Thursday, June 4, 2015

STOCK BUYBACKS | More Risk, Inequality

Source: IZA
Business school professors have struggled with aligning the interests of executives with the interests of company owners. It is called the principal-agent problem, or just agency problem.

One idea is stock options to reward executives when stock prices rise.

It was understood from the inception of this idea that some long-run measure of stock price should be used to avoid gaming the system. Michael Porter recommended that stock options not be exercisable for five years, and then only a portion of them. Those who have studied abuses of stock options recommend that averages of stock prices over several years be used, again to avoid executives goosing the stock price at a benchmark date.

Sadly, those who have studied the impact of executive pay on stock prices find a negative correlation. CEOs with pay that is in the top ten percent of their industry and size have stock prices that are 13 percent lower for periods up to five years after the high payouts.

OMG, how could this happen? Researchers try to explain the result as overconfidence among executives or investor mistrust of companies with high-paid executives, or both.
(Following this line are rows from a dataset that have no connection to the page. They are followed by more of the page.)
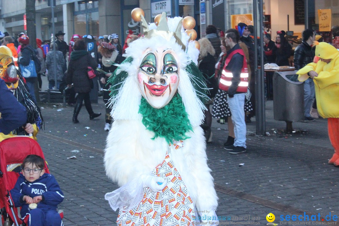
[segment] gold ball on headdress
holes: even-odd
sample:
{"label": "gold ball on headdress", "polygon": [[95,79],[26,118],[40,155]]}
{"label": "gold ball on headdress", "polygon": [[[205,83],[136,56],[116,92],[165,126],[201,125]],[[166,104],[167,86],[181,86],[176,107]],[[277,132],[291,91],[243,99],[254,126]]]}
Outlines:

Now a better explanation of what has been going on has been presented by none other than Goldman Sachs. A big problems seems to lie in the timing of stock buybacks. What is going on is worrisome both from a social welfare standpoint and from the perspective of managing risks in financial markets. I am grateful to Wall Street on Parade for noting the implications.

In a research note, Goldman has compared the buybacks at high market multiples to the bad investment decisions that corporations made in this arena just before the market crash of 2008:
[B]uybacks peaked in 2007 (34 percent of cash spent) and troughed in 2009 (13 percent). Firms should focus on M&A [mergers and acquisitions] rather than pursue buybacks at a time when P/E [price to earnings] multiples are so high.
Goldman's alert picks up on an article in the September Harvard Business Review, “Profits Without Prosperity”, which notes that corporate profits have been high, but are not being passed through to workers or shareholders. The culprit? Stock buybacks.

[I]n the short term buybacks drive up stock prices. In 2012 the 500 highest-paid executives named in proxy statements of U.S. public companies received, on average, $30.3 million each; 42 percent of their compensation came from stock options and 41 percent from stock awards. By increasing the demand for a company’s shares, open-market buybacks automatically lift its stock price, even if only temporarily, and can enable the company to hit quarterly earnings per share (EPS) targets.
In calendar years 2006-2013, says Birinyi Associates, public corporations authorized $4.14 trillion in buybacks of their U.S.-traded stock; in 2013 alone, corporations borrowed $782 billion, almost all paid out for stock buybacks.

In the past two quarters, investment-grade non-financial companies have issued $366 billion in bonds; the $195 billion of bonds they sold in the first quarter alone was a record.  Companies in the S&P 500 are expected to spend more than $1 trillion - two-thirds of their cash - buying back stocks and repaying dividends in 2015.

The debt these companies are taking on to prop up their stock prices is diverting corporate profits to executive pay, and is making the U.S. stock market a riskier place to put money. It helps explain why the prosperity at the top of the companies is not trickling down to the 99 percent very fast.